Tout se joue-t-il avant les études pour lutter contre les déserts médicaux ?

Du côté du gouvernement, la solution pour pallier le manque de médecins généralistes et la multiplication des déserts médicaux réside dans l'instauration d'une quatrième année de médecine générale, contre trois actuellement. Pendant leur dernière année d'internat, les docteurs juniors seraient incités à exercer dans des zones sous-denses, supervisés par des médecins généralistes… déjà absents dans ces mêmes territoires.

Une aberration pour les étudiants en médecine. Selon eux, d'autres facteurs sont à prendre en compte comme les attaches antérieures des futurs médecins, la qualité et le cadre de vie, le projet professionnel… "Ce sont autant d'arguments qui déterminent l'installation des jeunes médecins", confirme ReAGJIR (intersyndicale représentant les jeunes médecins généralistes installés).

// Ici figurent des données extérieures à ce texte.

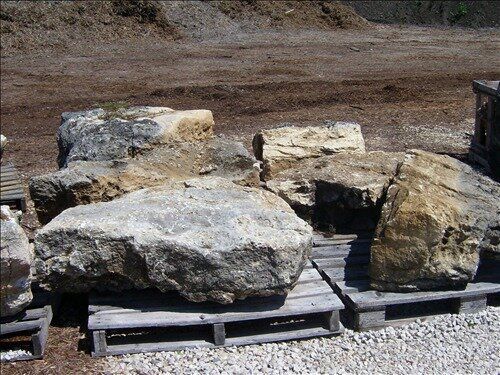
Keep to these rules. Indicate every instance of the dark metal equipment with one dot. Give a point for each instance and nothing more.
(485, 146)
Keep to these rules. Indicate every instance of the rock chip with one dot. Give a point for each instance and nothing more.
(207, 238)
(343, 191)
(84, 182)
(282, 147)
(438, 217)
(106, 135)
(16, 257)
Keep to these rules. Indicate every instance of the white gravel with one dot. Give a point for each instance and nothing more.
(449, 344)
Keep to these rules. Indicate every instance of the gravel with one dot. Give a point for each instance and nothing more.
(449, 344)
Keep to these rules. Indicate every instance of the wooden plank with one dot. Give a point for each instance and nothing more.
(219, 334)
(333, 320)
(372, 299)
(9, 182)
(472, 304)
(339, 242)
(342, 262)
(11, 189)
(39, 339)
(99, 342)
(327, 302)
(181, 345)
(369, 319)
(352, 286)
(342, 274)
(356, 249)
(31, 325)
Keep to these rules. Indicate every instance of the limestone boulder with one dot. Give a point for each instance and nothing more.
(281, 148)
(84, 182)
(440, 214)
(207, 238)
(106, 135)
(343, 192)
(16, 258)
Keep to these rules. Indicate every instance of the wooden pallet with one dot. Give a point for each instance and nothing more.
(33, 323)
(343, 262)
(11, 189)
(149, 321)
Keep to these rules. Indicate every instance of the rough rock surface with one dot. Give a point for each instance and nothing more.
(281, 148)
(16, 257)
(84, 182)
(208, 238)
(343, 191)
(106, 135)
(438, 215)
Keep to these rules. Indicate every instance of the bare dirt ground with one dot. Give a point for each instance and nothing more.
(408, 87)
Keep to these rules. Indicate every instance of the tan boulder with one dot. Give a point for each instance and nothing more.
(343, 192)
(16, 258)
(84, 182)
(107, 135)
(439, 215)
(281, 148)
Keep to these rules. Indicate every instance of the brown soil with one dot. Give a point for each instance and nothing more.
(408, 87)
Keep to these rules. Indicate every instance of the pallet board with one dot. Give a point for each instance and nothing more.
(11, 189)
(345, 266)
(147, 321)
(32, 325)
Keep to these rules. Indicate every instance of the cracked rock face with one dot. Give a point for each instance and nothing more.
(439, 215)
(343, 191)
(84, 182)
(16, 257)
(282, 148)
(106, 135)
(207, 238)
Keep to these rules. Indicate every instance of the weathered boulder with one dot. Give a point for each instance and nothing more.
(106, 135)
(84, 182)
(16, 257)
(207, 238)
(438, 216)
(283, 147)
(344, 192)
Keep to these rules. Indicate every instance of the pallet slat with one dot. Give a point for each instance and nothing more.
(345, 267)
(295, 317)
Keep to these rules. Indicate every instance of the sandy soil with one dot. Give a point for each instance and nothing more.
(408, 87)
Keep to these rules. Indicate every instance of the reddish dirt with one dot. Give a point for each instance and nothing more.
(408, 87)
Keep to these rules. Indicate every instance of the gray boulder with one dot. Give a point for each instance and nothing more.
(106, 135)
(440, 214)
(16, 258)
(207, 238)
(84, 182)
(342, 192)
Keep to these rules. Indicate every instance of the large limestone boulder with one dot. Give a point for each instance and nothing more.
(207, 238)
(106, 135)
(343, 192)
(438, 217)
(84, 182)
(281, 148)
(16, 257)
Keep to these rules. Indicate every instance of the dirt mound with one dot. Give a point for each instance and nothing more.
(29, 26)
(449, 13)
(290, 14)
(47, 25)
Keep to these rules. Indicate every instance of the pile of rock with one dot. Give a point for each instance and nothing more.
(326, 175)
(16, 258)
(162, 203)
(434, 215)
(147, 197)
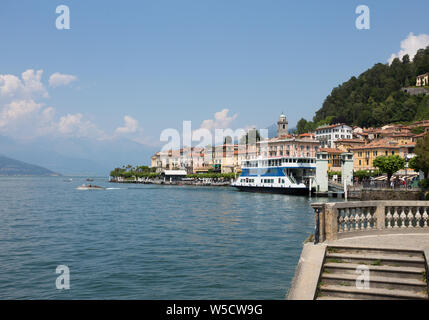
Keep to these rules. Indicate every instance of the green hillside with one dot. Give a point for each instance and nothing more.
(12, 167)
(375, 97)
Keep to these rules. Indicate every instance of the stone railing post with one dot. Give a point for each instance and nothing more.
(380, 215)
(319, 231)
(331, 221)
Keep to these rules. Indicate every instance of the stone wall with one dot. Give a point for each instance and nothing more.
(389, 194)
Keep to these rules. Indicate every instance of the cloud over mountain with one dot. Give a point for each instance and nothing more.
(410, 45)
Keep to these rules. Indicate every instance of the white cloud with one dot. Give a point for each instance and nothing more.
(221, 120)
(131, 126)
(75, 125)
(58, 79)
(410, 46)
(30, 85)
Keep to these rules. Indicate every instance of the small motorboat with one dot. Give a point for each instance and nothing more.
(90, 187)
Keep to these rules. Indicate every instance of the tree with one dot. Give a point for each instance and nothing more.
(389, 164)
(421, 161)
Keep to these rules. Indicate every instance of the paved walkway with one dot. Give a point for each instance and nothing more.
(418, 241)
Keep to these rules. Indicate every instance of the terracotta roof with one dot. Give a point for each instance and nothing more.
(350, 140)
(330, 150)
(331, 126)
(380, 143)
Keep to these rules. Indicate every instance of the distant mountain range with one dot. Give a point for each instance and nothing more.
(77, 157)
(12, 167)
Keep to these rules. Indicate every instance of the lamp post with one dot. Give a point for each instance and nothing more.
(406, 163)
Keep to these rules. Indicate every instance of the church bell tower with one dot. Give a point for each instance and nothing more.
(282, 126)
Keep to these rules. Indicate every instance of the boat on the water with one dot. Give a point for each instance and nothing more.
(287, 175)
(90, 187)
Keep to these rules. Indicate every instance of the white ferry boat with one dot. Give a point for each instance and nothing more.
(289, 175)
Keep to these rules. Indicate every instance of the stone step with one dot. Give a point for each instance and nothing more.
(378, 271)
(371, 293)
(390, 283)
(366, 250)
(376, 259)
(334, 298)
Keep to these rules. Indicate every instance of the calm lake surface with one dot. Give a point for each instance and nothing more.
(147, 241)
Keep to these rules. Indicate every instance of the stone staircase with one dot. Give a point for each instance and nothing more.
(393, 274)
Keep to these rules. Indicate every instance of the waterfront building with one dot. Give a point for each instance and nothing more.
(282, 126)
(226, 158)
(328, 134)
(364, 155)
(334, 158)
(346, 144)
(422, 80)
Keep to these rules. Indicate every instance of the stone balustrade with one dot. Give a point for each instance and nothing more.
(338, 220)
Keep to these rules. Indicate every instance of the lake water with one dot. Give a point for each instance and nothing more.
(147, 241)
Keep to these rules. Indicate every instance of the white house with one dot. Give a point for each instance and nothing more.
(330, 133)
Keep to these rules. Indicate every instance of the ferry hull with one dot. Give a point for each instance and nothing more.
(296, 191)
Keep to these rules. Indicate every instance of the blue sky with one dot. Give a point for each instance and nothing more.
(161, 62)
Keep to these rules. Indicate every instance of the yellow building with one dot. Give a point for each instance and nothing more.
(364, 156)
(334, 157)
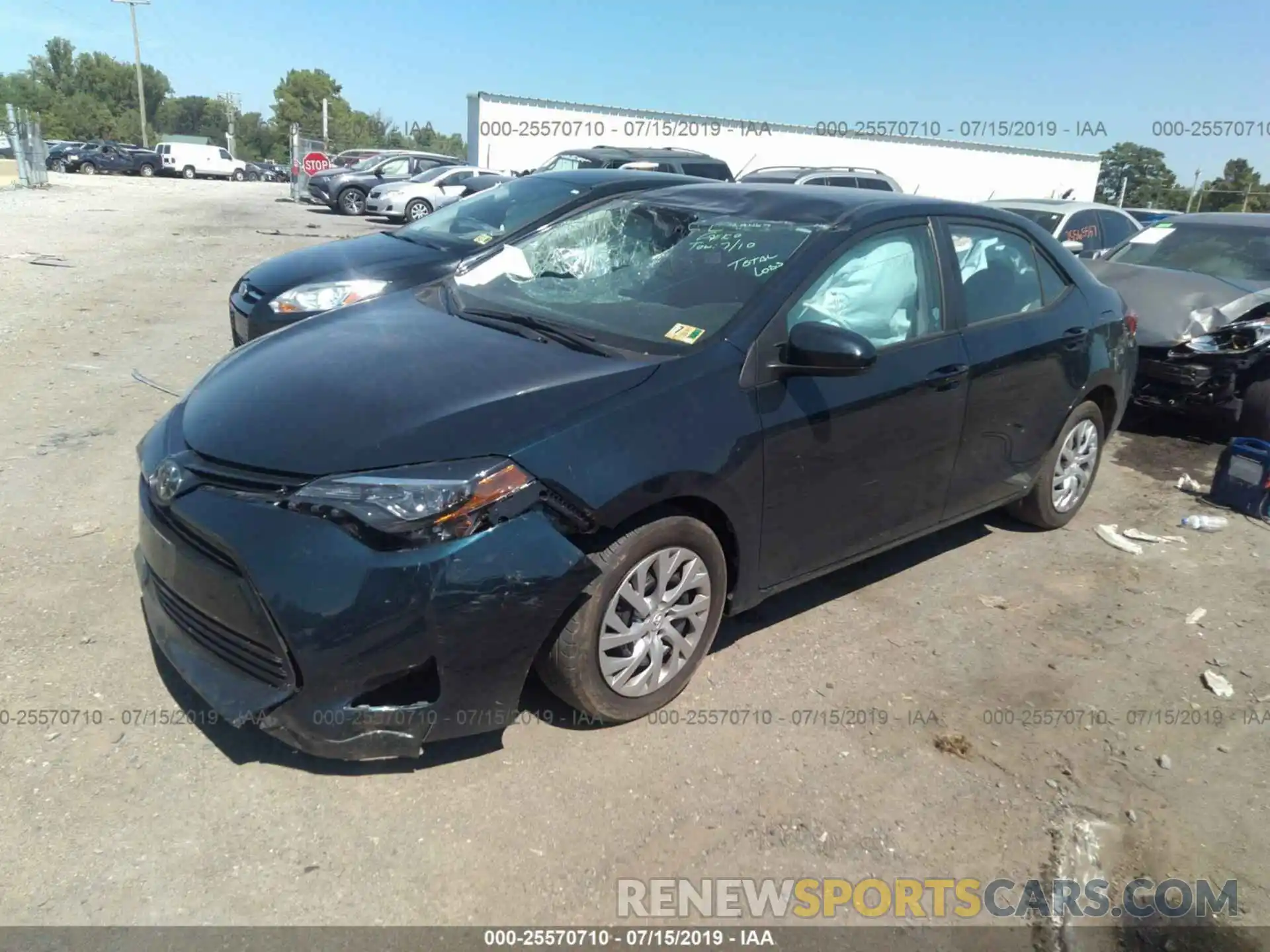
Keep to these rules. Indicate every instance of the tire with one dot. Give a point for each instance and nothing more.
(571, 666)
(1040, 507)
(417, 208)
(352, 201)
(1255, 413)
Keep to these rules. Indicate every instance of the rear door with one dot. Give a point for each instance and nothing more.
(855, 462)
(1028, 333)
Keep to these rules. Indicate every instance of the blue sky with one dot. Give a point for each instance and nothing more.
(1126, 63)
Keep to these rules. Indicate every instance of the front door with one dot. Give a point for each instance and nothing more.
(855, 462)
(1028, 333)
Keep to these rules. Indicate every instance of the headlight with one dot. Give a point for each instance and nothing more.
(429, 503)
(1238, 338)
(325, 296)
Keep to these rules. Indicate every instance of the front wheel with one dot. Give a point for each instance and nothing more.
(352, 202)
(417, 208)
(646, 625)
(1255, 413)
(1067, 473)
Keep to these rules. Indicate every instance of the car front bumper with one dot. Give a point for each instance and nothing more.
(286, 621)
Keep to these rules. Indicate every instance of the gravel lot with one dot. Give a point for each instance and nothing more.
(146, 823)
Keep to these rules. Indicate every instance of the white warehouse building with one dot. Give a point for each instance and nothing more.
(516, 134)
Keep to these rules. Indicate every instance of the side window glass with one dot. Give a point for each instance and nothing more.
(886, 288)
(1083, 227)
(999, 272)
(1115, 229)
(1052, 284)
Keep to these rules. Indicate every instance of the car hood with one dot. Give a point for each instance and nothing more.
(367, 257)
(393, 382)
(1176, 306)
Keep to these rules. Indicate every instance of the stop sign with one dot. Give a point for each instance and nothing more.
(316, 161)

Nicolas Lerolle, doyen de l'UFR Santé de l'université d'Angers et chargé de la mise en place de la réforme du premier cycle (supprimant la PACES et le numerus clausus depuis 2020) voit quant à lui une corrélation entre les déserts médicaux et l'emplacement géographique des facultés de santé. Le problème remonterait donc au début des études de médecine.

"Plusieurs facteurs expliquent l'installation dans une zone sous-dense : l'origine rurale de l'étudiant et le fait qu'il fasse ses études dans une zone sous-dense. Le médecin originaire d'une zone sous-dense va ensuite soigner des patients d'une zone sous-dense, augmenter le nombre d'étudiants ne marche pas", plaidait-il, études à l'appui, lors du colloque de la santé.

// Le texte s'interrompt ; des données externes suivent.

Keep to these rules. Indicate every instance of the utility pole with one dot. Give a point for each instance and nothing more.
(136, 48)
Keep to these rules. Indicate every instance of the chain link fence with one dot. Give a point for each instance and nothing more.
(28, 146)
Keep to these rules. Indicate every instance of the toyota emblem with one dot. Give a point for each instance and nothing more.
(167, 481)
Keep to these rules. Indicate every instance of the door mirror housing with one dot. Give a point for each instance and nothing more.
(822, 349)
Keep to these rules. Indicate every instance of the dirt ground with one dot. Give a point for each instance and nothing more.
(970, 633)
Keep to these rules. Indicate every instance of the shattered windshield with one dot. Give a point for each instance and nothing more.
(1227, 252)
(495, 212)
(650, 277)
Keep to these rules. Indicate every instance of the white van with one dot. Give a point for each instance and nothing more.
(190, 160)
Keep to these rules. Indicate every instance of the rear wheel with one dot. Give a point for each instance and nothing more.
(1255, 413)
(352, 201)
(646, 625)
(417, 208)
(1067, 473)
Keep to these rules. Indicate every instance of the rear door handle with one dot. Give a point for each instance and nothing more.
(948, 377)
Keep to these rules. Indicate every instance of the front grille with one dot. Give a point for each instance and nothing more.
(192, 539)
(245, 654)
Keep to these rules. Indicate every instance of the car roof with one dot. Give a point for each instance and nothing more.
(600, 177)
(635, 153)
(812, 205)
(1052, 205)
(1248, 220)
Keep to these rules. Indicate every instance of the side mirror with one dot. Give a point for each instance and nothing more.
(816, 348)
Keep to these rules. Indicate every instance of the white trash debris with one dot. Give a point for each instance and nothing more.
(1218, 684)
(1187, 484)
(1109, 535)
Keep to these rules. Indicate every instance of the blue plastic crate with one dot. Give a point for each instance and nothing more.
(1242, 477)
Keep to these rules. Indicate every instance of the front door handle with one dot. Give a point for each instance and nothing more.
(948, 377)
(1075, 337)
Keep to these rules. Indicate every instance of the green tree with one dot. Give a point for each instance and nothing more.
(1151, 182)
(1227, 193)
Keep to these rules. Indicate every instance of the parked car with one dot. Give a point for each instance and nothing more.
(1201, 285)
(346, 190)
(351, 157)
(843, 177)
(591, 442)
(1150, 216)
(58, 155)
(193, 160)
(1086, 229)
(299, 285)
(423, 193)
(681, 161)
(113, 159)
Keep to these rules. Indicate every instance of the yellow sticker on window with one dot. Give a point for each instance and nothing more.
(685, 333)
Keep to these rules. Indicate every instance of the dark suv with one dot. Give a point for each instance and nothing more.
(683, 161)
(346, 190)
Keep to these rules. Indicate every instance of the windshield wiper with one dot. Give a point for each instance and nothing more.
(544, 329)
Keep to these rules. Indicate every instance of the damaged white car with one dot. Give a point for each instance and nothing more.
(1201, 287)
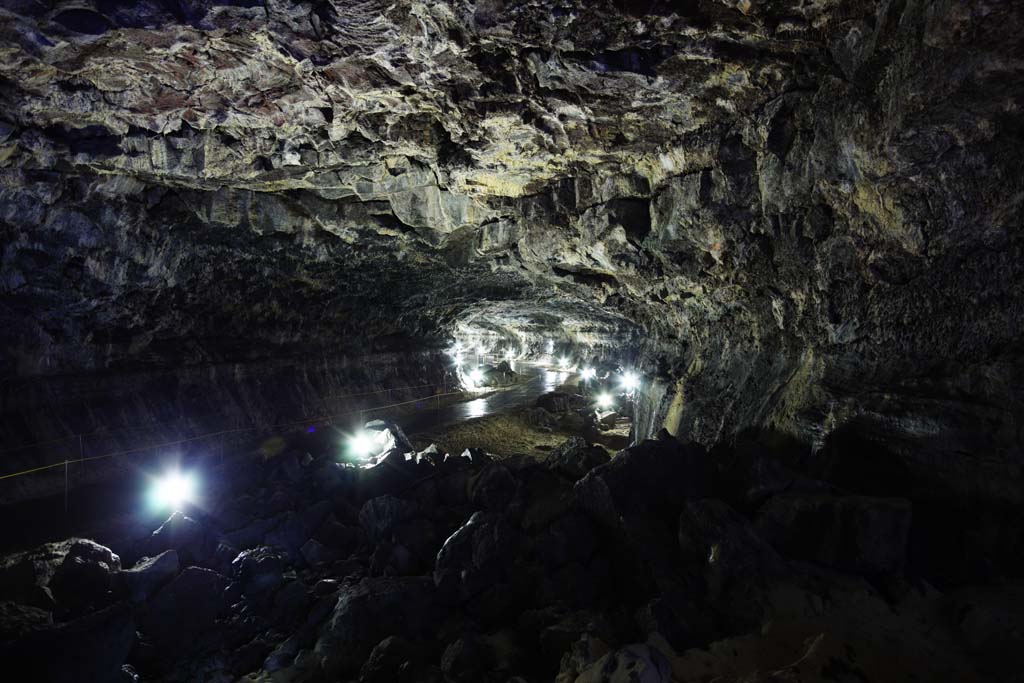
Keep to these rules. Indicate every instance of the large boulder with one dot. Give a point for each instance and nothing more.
(83, 581)
(650, 477)
(633, 664)
(574, 458)
(259, 569)
(481, 566)
(297, 527)
(388, 435)
(371, 610)
(142, 580)
(16, 620)
(381, 515)
(559, 401)
(724, 544)
(854, 534)
(184, 535)
(75, 572)
(494, 487)
(89, 648)
(181, 617)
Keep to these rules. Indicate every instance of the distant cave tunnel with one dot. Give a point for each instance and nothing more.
(497, 341)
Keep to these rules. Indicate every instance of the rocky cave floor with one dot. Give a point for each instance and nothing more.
(663, 562)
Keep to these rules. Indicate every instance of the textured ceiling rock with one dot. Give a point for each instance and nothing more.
(802, 213)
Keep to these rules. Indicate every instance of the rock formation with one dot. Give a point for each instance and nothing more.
(795, 219)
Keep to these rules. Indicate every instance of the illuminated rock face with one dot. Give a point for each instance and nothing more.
(798, 215)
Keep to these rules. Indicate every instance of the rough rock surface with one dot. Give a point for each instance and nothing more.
(797, 218)
(521, 579)
(805, 207)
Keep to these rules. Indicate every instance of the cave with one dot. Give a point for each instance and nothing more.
(509, 341)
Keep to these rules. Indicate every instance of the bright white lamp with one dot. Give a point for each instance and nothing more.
(630, 381)
(174, 489)
(361, 444)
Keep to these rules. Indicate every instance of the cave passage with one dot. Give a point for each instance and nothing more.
(510, 341)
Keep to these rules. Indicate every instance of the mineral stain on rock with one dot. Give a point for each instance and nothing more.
(797, 222)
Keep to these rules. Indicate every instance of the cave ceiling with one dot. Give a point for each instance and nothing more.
(781, 204)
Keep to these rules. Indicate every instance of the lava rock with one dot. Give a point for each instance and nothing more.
(574, 458)
(380, 515)
(183, 535)
(89, 648)
(714, 536)
(371, 610)
(313, 552)
(83, 580)
(494, 487)
(181, 616)
(389, 435)
(633, 664)
(259, 569)
(853, 534)
(296, 527)
(16, 621)
(390, 662)
(465, 660)
(27, 577)
(142, 580)
(558, 401)
(648, 476)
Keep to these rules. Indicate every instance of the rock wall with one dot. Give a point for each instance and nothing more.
(802, 216)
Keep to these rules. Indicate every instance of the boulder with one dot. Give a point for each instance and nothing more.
(296, 527)
(494, 487)
(480, 566)
(559, 401)
(259, 569)
(391, 660)
(26, 577)
(183, 535)
(90, 648)
(83, 580)
(313, 552)
(649, 476)
(181, 616)
(389, 436)
(724, 545)
(633, 664)
(142, 580)
(856, 534)
(380, 515)
(371, 610)
(541, 419)
(465, 660)
(16, 620)
(574, 458)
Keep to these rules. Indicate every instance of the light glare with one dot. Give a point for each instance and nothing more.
(361, 444)
(173, 489)
(630, 381)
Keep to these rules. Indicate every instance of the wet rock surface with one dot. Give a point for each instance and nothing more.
(535, 572)
(798, 222)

Des mesures incitatives et de soutien financier pour les jeunes médecins

Aujourd'hui, deux parcours de formation ont remplacé la PACES (première année commune aux études de santé), comme une réponse aux déserts médicaux. En dehors des PASS (parcours spécifique accès santé) basé sur le modèle de la PACES, les L.AS (licences avec option "accès santé") apparaissent comme une solution puisqu'elles sont parfois proposées en-dehors des facultés de médecine, donc de manière délocalisée sur d'autres campus.

Selon l'ANEMF, il faut également "aller chercher les jeunes dans les territoires où il n'y a pas de facultés de médecine à proximité" étant donné que la proximité familiale est un facteur d'influence pour le choix d'installation. "Il faut aller dans les collèges, les lycées pour lever les verrous et montrer que le système a changé", complète Nicolas Lerolle.

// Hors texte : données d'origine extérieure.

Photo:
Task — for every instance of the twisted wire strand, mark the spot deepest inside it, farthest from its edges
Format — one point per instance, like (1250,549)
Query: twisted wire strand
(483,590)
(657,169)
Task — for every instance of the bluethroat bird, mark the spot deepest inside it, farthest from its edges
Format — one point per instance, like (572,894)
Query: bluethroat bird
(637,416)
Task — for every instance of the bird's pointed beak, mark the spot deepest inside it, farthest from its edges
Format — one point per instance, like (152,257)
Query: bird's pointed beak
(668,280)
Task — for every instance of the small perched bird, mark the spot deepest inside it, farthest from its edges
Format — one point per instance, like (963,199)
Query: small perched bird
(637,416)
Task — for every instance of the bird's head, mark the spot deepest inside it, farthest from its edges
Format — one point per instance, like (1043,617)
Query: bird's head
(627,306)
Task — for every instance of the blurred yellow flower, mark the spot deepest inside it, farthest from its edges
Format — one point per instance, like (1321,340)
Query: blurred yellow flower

Le professeur Emmanuel Touzé a lui participé à la suppression du numerus clausus, remplacé par un numerus apertus. "C'est un nouveau mode de planification avec des objectifs pluriannuels. On reste dans la régulation quantitative mais l'approche est différente. Le numerus clausus ne prenait pas en compte les besoins de santé alors que les objectifs pluriannuels imposent un échange avec les acteurs régionaux pour définir les besoins à partir de l'analyse du territoire. On prend également en compte l'évolution des autres professions en santé et la capacité des formations notamment pour les stages."

Pour les associations étudiantes, des mesures incitatives et de soutien notamment au niveau financier pourraient faciliter l'installation des jeunes médecins dans les déserts médicaux. Cela pourrait concerner les transports et le logement, et ce, dès les stages en premier, deuxième et troisième cycles. Enfin, apprendre aux jeunes médecins à travailler en équipe avec d'autres professionnels de santé pour créer des pôles, partager les compétences et se libérer du temps permettrait également d'améliorer l'attractivité du métier.